単なる試験運用とはいえ、これは世界最大級の銀行がブロックチェーンとトークン技術を本格導入する第一歩。特に注目すべきは、「預金トークン(Deposit Token)」という形態です。これは単なるステーブルコインとは異なる次元の金融革新を示唆しています。
預金トークンとステーブルコインの違い:制度と信頼性の再定義
預金トークンは、顧客の銀行預金を直接トークン化することで発行され、従来の銀行インフラの中で管理・運用されます。これに対して、USDCやUSDTといったステーブルコインは、現金や国債などによって裏付けられ、銀行とは独立した発行体が運営しています。
この違いは、機関投資家にとって決定的です。JPモルガンのマレラ氏が語るように、預金トークンは「部分準備方式」に対応可能で、規制の範囲内で利息支払いの可能性もあるなど、既存の銀行業務とより親和性が高い。すなわち、「信頼の担保」と「収益性の両立」が見込まれるのです。
JPモルガンとBase:なぜレイヤー2なのか?
注目すべきは、JPMDがイーサリアムのレイヤー2である「Base」上で運用される点です。Baseは2023年にコインベースが立ち上げたネットワークであり、現在では最大のL2シェアを誇ります。JPモルガンがこのネットワークを選んだ背景には、スケーラビリティ、低コスト、既存金融機関との接続性といった技術的な優位性があると考えられます。

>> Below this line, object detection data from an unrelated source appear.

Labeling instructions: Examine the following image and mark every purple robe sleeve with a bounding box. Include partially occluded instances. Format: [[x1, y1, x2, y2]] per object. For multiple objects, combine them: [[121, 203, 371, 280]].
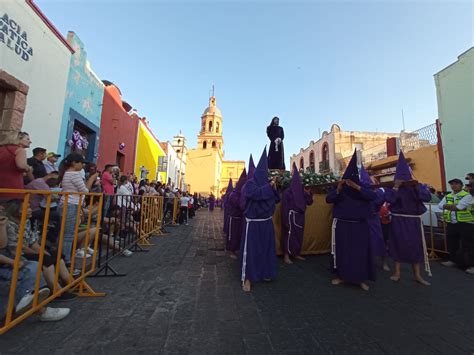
[[273, 189, 281, 203], [385, 189, 399, 204], [360, 186, 377, 201], [281, 192, 290, 228], [416, 184, 431, 202], [326, 188, 344, 203]]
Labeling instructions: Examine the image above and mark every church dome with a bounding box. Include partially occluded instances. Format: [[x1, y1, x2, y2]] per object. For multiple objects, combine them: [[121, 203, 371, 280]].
[[202, 96, 222, 117]]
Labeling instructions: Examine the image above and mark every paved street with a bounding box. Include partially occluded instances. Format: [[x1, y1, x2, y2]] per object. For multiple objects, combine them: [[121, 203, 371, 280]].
[[0, 211, 474, 354]]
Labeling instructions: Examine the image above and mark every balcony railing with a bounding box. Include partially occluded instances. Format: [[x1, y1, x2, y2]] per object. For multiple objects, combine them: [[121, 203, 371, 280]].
[[319, 160, 329, 173]]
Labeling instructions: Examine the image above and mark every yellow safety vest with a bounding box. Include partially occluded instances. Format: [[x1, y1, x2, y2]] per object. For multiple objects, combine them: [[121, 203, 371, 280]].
[[444, 191, 474, 222]]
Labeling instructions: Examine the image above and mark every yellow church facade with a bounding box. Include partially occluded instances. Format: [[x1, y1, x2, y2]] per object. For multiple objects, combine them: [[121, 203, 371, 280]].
[[186, 96, 245, 197]]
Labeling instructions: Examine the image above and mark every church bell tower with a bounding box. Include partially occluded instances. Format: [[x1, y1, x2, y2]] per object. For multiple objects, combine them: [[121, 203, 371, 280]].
[[198, 95, 224, 155]]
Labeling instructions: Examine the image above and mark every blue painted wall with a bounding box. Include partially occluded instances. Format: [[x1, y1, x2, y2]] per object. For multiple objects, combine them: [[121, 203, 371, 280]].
[[57, 32, 104, 162]]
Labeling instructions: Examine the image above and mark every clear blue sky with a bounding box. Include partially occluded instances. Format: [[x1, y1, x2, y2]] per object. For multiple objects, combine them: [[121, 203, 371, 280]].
[[36, 0, 474, 161]]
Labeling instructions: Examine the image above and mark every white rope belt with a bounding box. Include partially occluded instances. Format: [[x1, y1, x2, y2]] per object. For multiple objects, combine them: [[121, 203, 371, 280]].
[[286, 210, 303, 255], [241, 217, 272, 285], [331, 218, 359, 269], [229, 216, 241, 241], [392, 213, 433, 276]]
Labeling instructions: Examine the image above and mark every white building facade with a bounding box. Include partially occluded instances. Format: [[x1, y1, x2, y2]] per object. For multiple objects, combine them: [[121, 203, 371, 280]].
[[290, 124, 400, 175], [0, 0, 73, 151], [434, 47, 474, 181]]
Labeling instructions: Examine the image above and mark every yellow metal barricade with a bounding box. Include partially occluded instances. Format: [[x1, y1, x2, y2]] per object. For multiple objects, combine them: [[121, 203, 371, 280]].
[[0, 189, 105, 334], [139, 196, 164, 246], [173, 197, 179, 225]]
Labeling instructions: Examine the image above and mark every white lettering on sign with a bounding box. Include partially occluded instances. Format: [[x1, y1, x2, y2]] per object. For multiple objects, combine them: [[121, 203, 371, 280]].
[[0, 14, 33, 62]]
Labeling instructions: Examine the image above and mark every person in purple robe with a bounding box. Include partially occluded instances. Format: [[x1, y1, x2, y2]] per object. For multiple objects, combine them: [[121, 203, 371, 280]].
[[224, 168, 247, 259], [385, 152, 431, 286], [281, 164, 313, 264], [209, 192, 216, 212], [326, 152, 377, 291], [360, 165, 390, 271], [222, 178, 234, 238], [267, 117, 285, 170], [240, 148, 280, 292]]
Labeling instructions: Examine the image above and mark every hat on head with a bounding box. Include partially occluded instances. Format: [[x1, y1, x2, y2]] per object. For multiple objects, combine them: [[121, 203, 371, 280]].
[[247, 154, 255, 179], [234, 168, 247, 192], [64, 153, 87, 163], [253, 146, 268, 186], [395, 151, 412, 181], [48, 152, 61, 158], [32, 147, 47, 155], [342, 150, 359, 184], [360, 165, 372, 186], [448, 178, 463, 185], [225, 178, 234, 196]]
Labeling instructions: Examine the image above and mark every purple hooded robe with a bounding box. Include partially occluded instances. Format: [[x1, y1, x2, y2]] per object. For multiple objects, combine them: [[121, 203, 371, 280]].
[[326, 152, 376, 284], [281, 164, 313, 256], [240, 148, 280, 282]]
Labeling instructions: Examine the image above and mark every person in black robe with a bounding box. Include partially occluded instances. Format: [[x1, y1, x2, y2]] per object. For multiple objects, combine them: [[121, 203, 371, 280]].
[[267, 117, 285, 170]]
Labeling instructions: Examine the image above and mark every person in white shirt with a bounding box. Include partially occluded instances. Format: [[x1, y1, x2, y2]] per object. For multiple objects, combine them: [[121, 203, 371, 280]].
[[179, 192, 189, 225], [43, 152, 61, 174], [438, 179, 474, 271]]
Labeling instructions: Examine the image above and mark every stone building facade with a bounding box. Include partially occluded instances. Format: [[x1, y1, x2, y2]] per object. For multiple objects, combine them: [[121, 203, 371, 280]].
[[290, 124, 400, 175]]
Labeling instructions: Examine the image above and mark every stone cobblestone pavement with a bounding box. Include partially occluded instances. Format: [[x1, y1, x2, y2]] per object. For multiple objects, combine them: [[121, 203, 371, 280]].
[[0, 211, 474, 354]]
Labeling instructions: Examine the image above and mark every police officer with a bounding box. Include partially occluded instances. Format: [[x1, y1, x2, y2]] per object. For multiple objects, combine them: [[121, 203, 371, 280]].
[[438, 179, 474, 267]]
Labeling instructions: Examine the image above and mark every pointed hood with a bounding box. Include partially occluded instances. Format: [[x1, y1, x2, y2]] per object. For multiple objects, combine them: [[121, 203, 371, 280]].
[[360, 165, 372, 186], [342, 150, 359, 184], [395, 151, 412, 181], [225, 178, 234, 196], [247, 154, 255, 179], [234, 168, 247, 192], [253, 146, 268, 186], [222, 178, 234, 201], [289, 163, 306, 212]]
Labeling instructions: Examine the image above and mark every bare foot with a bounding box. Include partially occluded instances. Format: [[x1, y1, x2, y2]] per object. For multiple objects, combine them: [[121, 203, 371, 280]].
[[415, 276, 431, 286], [390, 275, 400, 282]]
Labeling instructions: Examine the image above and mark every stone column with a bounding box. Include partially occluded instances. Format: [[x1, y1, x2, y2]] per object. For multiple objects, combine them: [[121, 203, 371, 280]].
[[0, 70, 28, 145]]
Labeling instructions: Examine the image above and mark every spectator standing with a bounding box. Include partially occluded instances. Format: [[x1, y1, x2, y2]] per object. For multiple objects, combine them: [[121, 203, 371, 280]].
[[438, 179, 474, 268], [101, 164, 115, 215], [179, 192, 189, 225], [59, 153, 98, 263], [0, 132, 33, 200], [25, 147, 47, 183], [43, 152, 61, 174]]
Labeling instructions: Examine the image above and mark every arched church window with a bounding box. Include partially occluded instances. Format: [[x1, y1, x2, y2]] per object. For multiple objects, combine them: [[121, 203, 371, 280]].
[[309, 151, 315, 172], [321, 143, 329, 161]]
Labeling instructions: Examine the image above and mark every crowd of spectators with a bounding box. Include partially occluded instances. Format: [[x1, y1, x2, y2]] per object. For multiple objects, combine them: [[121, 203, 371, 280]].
[[0, 132, 202, 321]]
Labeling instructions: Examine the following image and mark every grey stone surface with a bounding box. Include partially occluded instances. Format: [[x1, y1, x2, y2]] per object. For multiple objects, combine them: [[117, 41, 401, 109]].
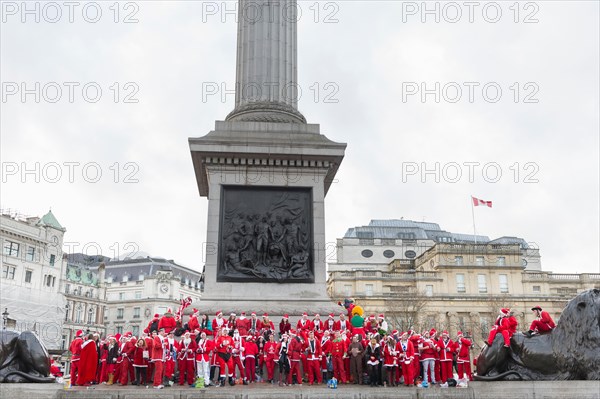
[[0, 380, 600, 399]]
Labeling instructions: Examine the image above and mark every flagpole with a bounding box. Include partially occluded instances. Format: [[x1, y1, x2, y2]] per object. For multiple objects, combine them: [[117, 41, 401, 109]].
[[471, 195, 477, 244]]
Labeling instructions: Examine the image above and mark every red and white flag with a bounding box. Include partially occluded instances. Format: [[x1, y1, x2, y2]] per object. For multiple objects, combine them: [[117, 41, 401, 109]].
[[471, 197, 492, 208]]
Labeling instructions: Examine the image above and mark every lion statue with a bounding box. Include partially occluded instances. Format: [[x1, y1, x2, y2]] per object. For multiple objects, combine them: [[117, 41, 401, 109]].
[[0, 330, 55, 383], [475, 288, 600, 381]]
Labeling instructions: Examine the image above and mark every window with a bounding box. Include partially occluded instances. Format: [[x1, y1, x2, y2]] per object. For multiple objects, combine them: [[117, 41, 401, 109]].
[[477, 274, 487, 294], [2, 265, 15, 280], [499, 274, 508, 294], [25, 247, 35, 262], [75, 304, 83, 324], [456, 276, 467, 292], [4, 241, 19, 256], [344, 284, 352, 297], [425, 285, 433, 296]]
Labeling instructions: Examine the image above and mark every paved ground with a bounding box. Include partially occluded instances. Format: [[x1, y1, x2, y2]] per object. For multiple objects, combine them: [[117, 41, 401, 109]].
[[0, 381, 600, 399]]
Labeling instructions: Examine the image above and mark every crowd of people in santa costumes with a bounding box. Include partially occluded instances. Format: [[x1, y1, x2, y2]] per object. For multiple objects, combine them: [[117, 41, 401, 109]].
[[70, 306, 554, 389]]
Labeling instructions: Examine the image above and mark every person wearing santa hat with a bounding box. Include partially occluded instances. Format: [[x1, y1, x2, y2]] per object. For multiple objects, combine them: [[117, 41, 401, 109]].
[[177, 331, 197, 386], [69, 330, 83, 385], [259, 313, 275, 336], [296, 312, 313, 332], [304, 331, 325, 385], [244, 335, 258, 383], [438, 330, 456, 387], [77, 334, 98, 386], [150, 329, 168, 389], [263, 334, 280, 383], [231, 329, 248, 385], [196, 331, 214, 387], [146, 313, 160, 334], [279, 314, 292, 337], [455, 331, 473, 381], [528, 305, 556, 337], [158, 308, 177, 334], [187, 308, 200, 332], [487, 308, 510, 348], [396, 332, 414, 386], [212, 310, 227, 340], [248, 312, 260, 336], [237, 312, 250, 338], [333, 313, 350, 333]]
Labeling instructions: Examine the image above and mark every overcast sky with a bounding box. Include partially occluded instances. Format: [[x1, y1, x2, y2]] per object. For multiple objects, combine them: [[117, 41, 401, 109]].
[[1, 1, 600, 273]]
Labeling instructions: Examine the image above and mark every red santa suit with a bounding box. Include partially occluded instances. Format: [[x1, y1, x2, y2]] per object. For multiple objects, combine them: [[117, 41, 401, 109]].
[[158, 309, 177, 334], [231, 330, 247, 383], [215, 335, 233, 382], [287, 336, 302, 385], [151, 334, 168, 387], [177, 333, 197, 385], [396, 337, 414, 386], [331, 338, 348, 383], [438, 331, 456, 383], [304, 337, 323, 385], [454, 331, 473, 381], [196, 336, 214, 385], [77, 339, 98, 385], [529, 306, 556, 332], [244, 336, 258, 382], [69, 336, 83, 385], [263, 340, 279, 381]]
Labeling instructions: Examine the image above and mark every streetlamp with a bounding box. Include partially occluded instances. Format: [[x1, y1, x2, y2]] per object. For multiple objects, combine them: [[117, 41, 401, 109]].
[[2, 308, 9, 330]]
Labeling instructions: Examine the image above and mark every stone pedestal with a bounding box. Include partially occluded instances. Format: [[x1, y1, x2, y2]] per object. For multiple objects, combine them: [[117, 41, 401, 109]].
[[189, 121, 346, 315]]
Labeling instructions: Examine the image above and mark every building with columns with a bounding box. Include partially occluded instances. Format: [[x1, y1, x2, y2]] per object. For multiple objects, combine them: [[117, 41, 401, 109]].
[[328, 220, 600, 344], [0, 210, 66, 351]]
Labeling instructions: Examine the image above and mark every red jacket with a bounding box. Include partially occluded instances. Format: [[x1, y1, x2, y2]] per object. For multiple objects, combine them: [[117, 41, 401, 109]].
[[158, 316, 177, 334], [454, 337, 472, 362], [437, 338, 456, 362]]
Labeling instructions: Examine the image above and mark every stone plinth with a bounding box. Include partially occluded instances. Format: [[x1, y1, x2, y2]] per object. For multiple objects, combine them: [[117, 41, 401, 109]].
[[189, 122, 346, 314]]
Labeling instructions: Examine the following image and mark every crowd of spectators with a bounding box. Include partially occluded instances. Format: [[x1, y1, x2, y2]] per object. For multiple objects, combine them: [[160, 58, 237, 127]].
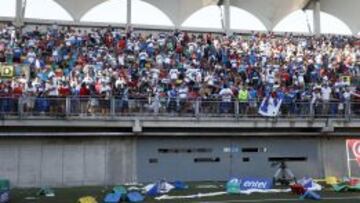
[[0, 24, 360, 115]]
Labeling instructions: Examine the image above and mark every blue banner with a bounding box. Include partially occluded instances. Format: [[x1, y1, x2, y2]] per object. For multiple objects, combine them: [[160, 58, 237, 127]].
[[240, 178, 273, 190]]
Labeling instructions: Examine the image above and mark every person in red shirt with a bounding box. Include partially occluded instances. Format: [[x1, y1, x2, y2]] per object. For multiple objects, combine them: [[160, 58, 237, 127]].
[[118, 37, 126, 50]]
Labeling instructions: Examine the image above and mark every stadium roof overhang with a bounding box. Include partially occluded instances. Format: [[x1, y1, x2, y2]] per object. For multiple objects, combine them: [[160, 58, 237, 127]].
[[2, 0, 360, 34]]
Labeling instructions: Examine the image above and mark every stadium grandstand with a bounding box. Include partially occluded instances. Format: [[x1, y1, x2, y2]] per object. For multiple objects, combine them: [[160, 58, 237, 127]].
[[0, 0, 360, 195]]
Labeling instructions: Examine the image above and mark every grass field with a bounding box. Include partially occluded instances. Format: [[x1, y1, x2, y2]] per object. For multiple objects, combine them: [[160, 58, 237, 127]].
[[11, 183, 360, 203]]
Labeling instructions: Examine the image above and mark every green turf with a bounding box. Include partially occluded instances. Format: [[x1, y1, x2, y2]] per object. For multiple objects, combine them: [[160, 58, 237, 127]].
[[7, 182, 360, 203]]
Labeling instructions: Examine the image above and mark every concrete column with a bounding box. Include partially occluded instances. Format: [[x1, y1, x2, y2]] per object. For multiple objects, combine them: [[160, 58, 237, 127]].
[[126, 0, 132, 27], [313, 0, 321, 37], [15, 0, 25, 27], [224, 0, 231, 36]]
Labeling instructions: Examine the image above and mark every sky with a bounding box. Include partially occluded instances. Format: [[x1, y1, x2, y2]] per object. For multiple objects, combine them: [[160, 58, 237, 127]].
[[0, 0, 351, 34]]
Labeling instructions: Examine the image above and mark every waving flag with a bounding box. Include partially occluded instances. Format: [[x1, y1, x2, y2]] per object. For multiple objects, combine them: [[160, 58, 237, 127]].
[[259, 96, 282, 117], [347, 139, 360, 166]]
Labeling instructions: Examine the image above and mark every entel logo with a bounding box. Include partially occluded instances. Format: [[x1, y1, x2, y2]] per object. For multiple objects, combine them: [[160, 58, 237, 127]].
[[243, 180, 267, 189], [240, 178, 272, 190]]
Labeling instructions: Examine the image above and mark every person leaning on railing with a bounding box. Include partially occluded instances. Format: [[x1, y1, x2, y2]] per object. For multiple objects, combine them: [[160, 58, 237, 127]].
[[238, 85, 249, 115]]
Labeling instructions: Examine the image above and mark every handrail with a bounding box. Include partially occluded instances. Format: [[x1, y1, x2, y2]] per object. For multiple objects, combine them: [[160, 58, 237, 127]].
[[0, 96, 360, 120]]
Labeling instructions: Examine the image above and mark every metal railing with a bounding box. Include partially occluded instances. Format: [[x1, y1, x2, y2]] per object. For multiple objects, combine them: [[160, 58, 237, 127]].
[[0, 96, 360, 119]]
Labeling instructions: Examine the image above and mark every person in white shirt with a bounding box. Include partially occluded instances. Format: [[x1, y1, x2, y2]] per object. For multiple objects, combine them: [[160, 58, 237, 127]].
[[45, 76, 59, 115], [219, 85, 234, 113], [321, 83, 332, 115], [169, 68, 179, 81]]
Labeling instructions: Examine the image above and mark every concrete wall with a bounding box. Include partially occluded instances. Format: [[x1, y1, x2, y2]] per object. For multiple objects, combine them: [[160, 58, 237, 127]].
[[0, 138, 136, 187], [137, 137, 347, 181], [0, 137, 354, 187]]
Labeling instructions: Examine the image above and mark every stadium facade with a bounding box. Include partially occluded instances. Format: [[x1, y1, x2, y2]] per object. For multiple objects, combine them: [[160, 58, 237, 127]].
[[0, 117, 360, 187], [0, 0, 360, 34], [0, 0, 360, 187]]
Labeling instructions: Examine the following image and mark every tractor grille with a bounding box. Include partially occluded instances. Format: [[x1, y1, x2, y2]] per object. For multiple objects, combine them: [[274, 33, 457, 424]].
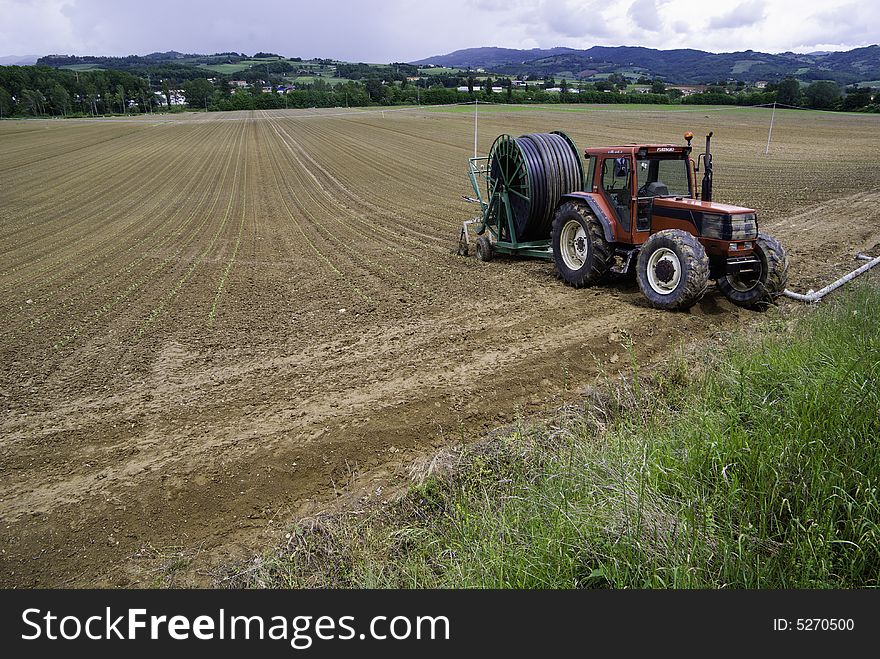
[[700, 213, 758, 240]]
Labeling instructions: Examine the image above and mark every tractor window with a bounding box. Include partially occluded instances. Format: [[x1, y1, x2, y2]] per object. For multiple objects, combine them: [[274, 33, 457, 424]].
[[636, 158, 691, 197], [602, 158, 632, 231]]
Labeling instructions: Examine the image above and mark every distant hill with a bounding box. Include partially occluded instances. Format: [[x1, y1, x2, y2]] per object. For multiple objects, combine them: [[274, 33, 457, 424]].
[[413, 45, 880, 84]]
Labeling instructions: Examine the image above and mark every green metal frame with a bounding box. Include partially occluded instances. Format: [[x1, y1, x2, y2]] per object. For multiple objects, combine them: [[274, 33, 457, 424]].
[[468, 150, 553, 260]]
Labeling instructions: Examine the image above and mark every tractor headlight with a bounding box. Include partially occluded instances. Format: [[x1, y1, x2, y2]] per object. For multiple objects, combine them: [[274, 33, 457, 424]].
[[702, 213, 758, 240], [730, 213, 758, 240]]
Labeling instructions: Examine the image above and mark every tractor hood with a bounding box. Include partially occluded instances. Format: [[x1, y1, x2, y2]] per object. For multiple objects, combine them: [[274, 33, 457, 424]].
[[654, 197, 755, 215], [653, 197, 758, 241]]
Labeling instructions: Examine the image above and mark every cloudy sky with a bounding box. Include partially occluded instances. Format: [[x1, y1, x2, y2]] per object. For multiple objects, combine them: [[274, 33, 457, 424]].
[[0, 0, 880, 62]]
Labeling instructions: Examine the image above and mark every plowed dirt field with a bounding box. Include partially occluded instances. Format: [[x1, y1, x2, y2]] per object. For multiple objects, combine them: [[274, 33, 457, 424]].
[[0, 106, 880, 587]]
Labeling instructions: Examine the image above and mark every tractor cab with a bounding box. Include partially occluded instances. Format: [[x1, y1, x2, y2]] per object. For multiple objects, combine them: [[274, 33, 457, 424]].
[[584, 144, 698, 245]]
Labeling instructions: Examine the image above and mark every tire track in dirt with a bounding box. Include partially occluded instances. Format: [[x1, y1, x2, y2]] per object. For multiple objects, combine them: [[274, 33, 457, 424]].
[[0, 118, 237, 337]]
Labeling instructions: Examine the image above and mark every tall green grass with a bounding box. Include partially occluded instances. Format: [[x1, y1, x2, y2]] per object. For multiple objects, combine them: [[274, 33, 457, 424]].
[[233, 284, 880, 588]]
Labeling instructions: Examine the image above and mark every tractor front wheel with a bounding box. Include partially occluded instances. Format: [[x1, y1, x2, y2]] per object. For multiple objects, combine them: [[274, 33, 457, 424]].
[[718, 233, 788, 311], [636, 229, 709, 310], [551, 201, 612, 288]]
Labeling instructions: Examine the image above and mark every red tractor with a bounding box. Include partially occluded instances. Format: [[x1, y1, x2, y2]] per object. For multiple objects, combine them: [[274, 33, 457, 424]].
[[459, 133, 788, 309]]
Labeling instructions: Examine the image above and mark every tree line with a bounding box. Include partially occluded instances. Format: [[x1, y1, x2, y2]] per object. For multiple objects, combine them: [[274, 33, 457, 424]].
[[0, 62, 880, 117]]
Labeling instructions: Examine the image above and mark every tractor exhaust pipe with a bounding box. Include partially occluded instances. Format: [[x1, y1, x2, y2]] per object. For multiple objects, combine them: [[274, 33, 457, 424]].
[[782, 254, 880, 304], [700, 130, 714, 201]]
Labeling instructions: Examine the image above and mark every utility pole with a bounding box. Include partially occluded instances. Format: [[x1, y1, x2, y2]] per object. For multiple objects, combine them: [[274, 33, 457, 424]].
[[764, 101, 776, 156], [474, 98, 480, 158]]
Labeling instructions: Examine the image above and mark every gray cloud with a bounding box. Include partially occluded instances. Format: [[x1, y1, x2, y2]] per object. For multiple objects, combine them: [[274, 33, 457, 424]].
[[626, 0, 663, 32], [709, 0, 765, 29], [541, 0, 608, 38]]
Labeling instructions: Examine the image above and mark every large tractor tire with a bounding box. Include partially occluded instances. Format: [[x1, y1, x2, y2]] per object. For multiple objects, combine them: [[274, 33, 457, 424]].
[[636, 229, 709, 310], [550, 201, 613, 288], [718, 233, 788, 311]]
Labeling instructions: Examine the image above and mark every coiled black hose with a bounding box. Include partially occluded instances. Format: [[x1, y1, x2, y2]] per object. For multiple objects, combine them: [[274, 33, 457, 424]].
[[489, 132, 584, 241]]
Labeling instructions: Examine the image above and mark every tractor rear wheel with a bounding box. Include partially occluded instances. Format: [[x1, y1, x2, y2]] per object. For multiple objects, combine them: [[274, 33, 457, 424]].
[[636, 229, 709, 310], [477, 236, 495, 261], [718, 233, 788, 311], [550, 201, 613, 288]]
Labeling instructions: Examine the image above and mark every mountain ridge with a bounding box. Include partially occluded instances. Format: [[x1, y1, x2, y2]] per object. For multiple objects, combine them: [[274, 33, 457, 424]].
[[411, 44, 880, 84]]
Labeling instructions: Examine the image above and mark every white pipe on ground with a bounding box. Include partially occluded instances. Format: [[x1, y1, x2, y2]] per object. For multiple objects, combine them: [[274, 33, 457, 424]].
[[782, 254, 880, 304]]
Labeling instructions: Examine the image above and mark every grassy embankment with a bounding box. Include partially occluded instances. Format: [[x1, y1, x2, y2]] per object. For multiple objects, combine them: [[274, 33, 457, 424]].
[[227, 279, 880, 588]]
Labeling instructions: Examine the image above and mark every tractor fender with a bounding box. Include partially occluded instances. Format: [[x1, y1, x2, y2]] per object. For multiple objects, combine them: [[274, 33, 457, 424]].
[[559, 192, 617, 243]]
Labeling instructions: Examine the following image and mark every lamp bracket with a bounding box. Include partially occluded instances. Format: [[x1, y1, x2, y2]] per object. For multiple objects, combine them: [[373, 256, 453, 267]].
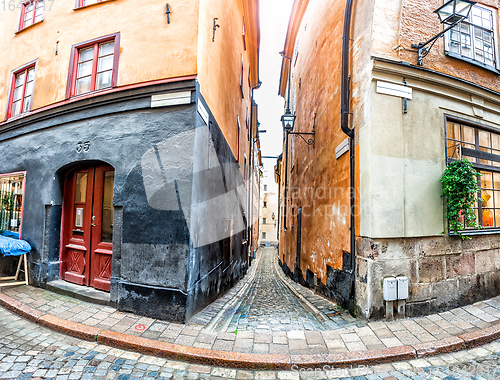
[[411, 20, 462, 66], [288, 112, 316, 148]]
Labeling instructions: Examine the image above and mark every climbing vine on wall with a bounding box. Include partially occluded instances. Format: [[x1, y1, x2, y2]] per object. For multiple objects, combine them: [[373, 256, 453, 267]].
[[441, 159, 481, 239]]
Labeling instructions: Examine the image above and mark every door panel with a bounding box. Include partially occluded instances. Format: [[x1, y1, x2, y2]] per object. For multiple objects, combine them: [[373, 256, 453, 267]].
[[61, 165, 114, 291], [90, 166, 115, 292]]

これは、単なる金融商品の実験ではなく、「金融インフラそのもののリプレイス」を見据えた戦略的選択に他なりません。
業界へのインパクトと今後の展望
JPMDの登場は、次の3つの点で金融業界に波紋を広げる可能性があります。
- 銀行系ステーブルコインへの反発と競争
銀行ロビー団体が危機感を抱いているとされるように、JPモルガンのような巨大金融機関が預金トークンを介してDeFiやトークンエコノミーに参入することは、非銀行系ステーブルコインにとって強力な競合となるでしょう。
- 金融規制の再編成
預金トークンは法的な銀行預金の範疇にあるため、従来の仮想通貨規制とは異なる枠組みでの取り扱いが必要になります。これは、今後のデジタル通貨政策にも影響を与える可能性があります。
- 利回り付きトークンの普及
JPMDが利息を付与するようになれば、投資家は安全性とリターンを兼ね備えた新たな資産クラスとして注目するでしょう。この動きは、ステーブルコインの新しい形を定義する先駆けとなるかもしれません。
伝統金融の再構築か、それとも包摂か
今回のJPモルガンの動きは、単なる「暗号資産への進出」ではなく、伝統的金融システムの延長としてのブロックチェーンの採用を意味しています。銀行が発行するデジタルトークンが普及すれば、中央銀行デジタル通貨(CBDC)やDeFiとの競合・融合も加速するでしょう。
JPMDの試験運用が示すのは、ブロックチェーン技術がいよいよ「メインストリームの金融インフラ」になり得る時代の到来です。